Help Others Breathe Easy With the AE-C Credential

Asthma affects adults and children of all ages. A certified asthma educator can enhance an individual’s understanding of treating and managing their disease, even those who have been managing their asthma for years. The Asthma Educator Specialist examination measures comprehensive knowledge of asthma pathophysiology and management, including developmental theories, cultural dimensions, the impact of chronic illness, and teaching-learning principles.

The examination is a multidisciplinary program available for currently licensed or credentialed professionals who have proven their dedication to excellence with a current, active, unrestricted license or credential from the United States in one of the following disciplines: physician (MD, DO), physician assistant (PA-C), nurse (RN, LPN, NP), respiratory therapist (RRT, CRT), pulmonary function technologist (RPFT, CPFT), pharmacist (RPh), social worker (CSW), health educator (CHES), physical therapist (PT), occupational therapist (OT), emergency medical technician (EMT, AEMT) or paramedic.
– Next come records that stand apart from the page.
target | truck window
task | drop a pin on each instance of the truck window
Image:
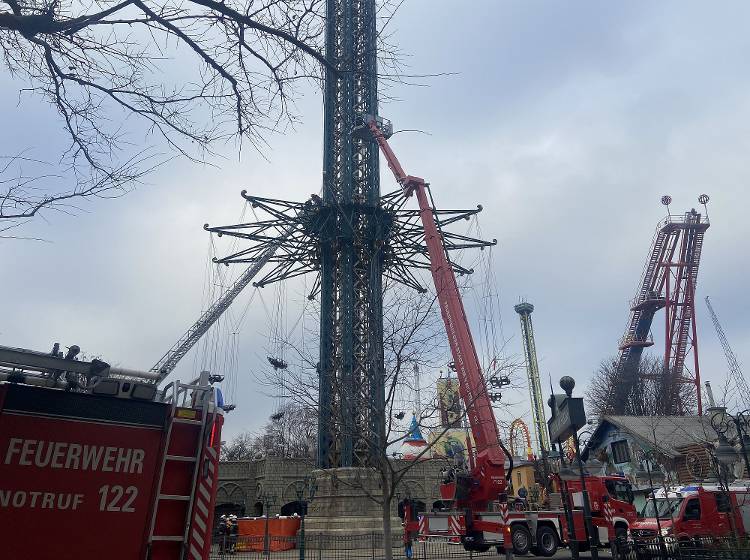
(692, 510)
(620, 451)
(722, 502)
(619, 490)
(665, 508)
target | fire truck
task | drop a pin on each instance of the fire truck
(480, 516)
(100, 462)
(694, 512)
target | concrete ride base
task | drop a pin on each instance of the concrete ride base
(346, 504)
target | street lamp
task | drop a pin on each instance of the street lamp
(567, 384)
(268, 500)
(731, 429)
(305, 491)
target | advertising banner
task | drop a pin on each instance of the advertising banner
(450, 402)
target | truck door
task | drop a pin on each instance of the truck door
(723, 511)
(690, 522)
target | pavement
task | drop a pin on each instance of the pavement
(452, 552)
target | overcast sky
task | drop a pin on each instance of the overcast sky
(566, 121)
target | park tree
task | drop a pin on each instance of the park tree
(654, 391)
(187, 77)
(290, 433)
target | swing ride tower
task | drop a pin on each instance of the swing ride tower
(353, 238)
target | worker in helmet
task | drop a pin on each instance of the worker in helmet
(233, 530)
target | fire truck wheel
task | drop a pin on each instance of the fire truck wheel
(546, 541)
(520, 536)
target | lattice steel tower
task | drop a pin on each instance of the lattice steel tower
(351, 373)
(352, 237)
(539, 420)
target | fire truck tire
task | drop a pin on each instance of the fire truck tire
(520, 536)
(546, 541)
(621, 538)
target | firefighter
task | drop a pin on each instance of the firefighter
(223, 534)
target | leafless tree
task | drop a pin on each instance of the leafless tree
(189, 74)
(290, 432)
(655, 393)
(413, 334)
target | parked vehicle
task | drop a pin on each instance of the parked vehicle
(98, 462)
(692, 513)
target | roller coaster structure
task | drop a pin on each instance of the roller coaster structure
(669, 280)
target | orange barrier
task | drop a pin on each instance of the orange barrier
(251, 531)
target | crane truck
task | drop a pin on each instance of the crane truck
(480, 517)
(98, 462)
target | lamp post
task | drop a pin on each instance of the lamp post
(567, 384)
(567, 503)
(734, 429)
(305, 491)
(268, 500)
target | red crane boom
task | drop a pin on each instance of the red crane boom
(487, 479)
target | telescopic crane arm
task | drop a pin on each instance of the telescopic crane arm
(488, 477)
(169, 361)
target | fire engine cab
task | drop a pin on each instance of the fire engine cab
(99, 462)
(695, 512)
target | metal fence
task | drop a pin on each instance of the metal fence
(692, 549)
(370, 547)
(337, 547)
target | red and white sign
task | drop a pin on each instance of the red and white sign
(75, 489)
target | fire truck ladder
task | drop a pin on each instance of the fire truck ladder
(183, 501)
(169, 361)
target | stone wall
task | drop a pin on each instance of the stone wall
(245, 482)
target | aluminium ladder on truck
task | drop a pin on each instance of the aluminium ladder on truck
(115, 469)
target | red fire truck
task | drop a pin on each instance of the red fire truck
(98, 462)
(477, 490)
(695, 512)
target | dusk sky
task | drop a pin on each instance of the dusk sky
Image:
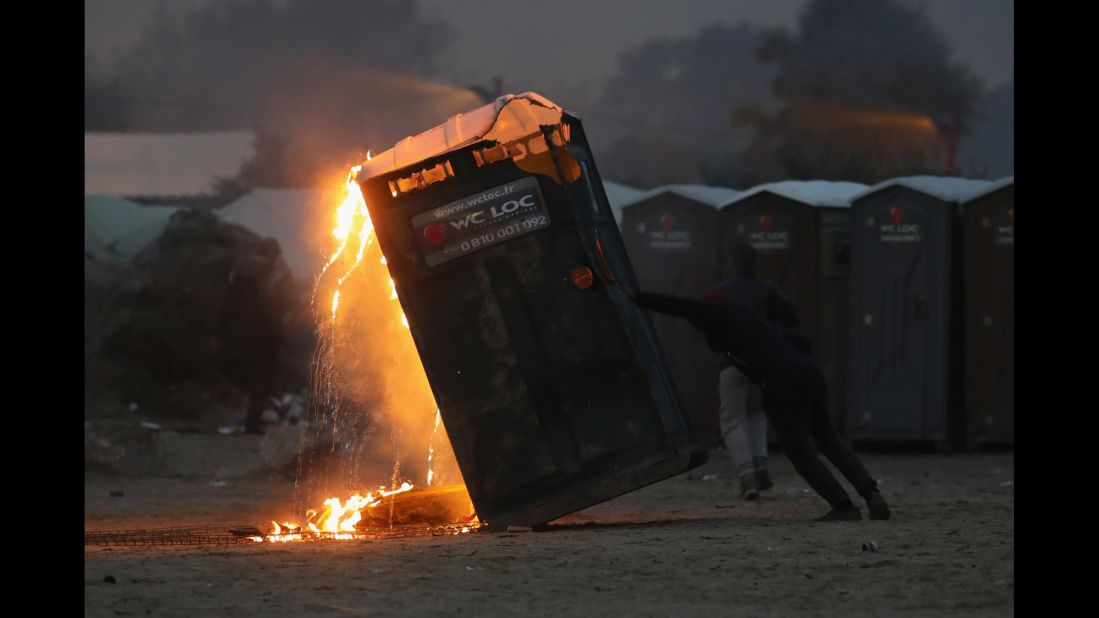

You can also sit for the examination if you have at least 1,000 hours of direct patient asthma education, counseling or coordinating services before applying. The examination contains 175 multiple-choice items (150 scored and 25 pretest) and you will be given 3.5 hours to complete it.

Joyce A. Baker, MBA, RRT, RRT-NPS, AE-C, FAARC, an inpatient asthma care coordinator, knows firsthand how vital the AE-C credential can be. She says, “My AE-C credential allows me to be an extension of the medical team by serving as an asthma consultant to the healthcare team, and it elevates patients, caregivers, community partners, and providers’ level of confidence in me as a content expert. Being a certified asthma educator helps me to:

  • Assess clinical and social barriers to care, patients’ compliance with their daily care plan, and factors contributing to poor medication adherence affecting higher healthcare utilization or the need for oral steroids.
  • Advocate for the individual patient and their caregivers to establish the best treatment plan that best aligns with social situations, personal preferences, healthcare access and health insurance formulary.
  • Educate patients and their caregivers by speaking to them about where they are in their current understanding, then providing additional information and instructions about their disease and how to best manage it outside of the hospital utilizing patient-centered goals.
  • Collaborate with community partners (school nurses, primary care providers and community health workers) to support care transitions from the hospital to the community. Working in tandem with these partners to identify ways to improve the quality of life for children with asthma to help decrease unplanned healthcare utilization.”

As a respiratory therapist like Kellie R. Carroll, MPA, RRT, RRT-NPS, AE-C, who works in all units within a children’s hospital, the AE-C credential provides valuable knowledge she applies during every shift. The asthma pathophysiology and management fundamentals taught in RT programs provide a solid foundation for becoming a certified asthma educator. Kellie says, “By studying for the AE-C examination, I learned more about asthma from a multidisciplinary view and expanded my understanding of patient education and asthma self-management. Some of this information was also helpful in managing my health as a patient with asthma. The continuing education requirements to maintain this credential keep my knowledge up to date about new guidelines and medications, which enhances the patient care and education I provide in the emergency department, general care areas and ICUs.”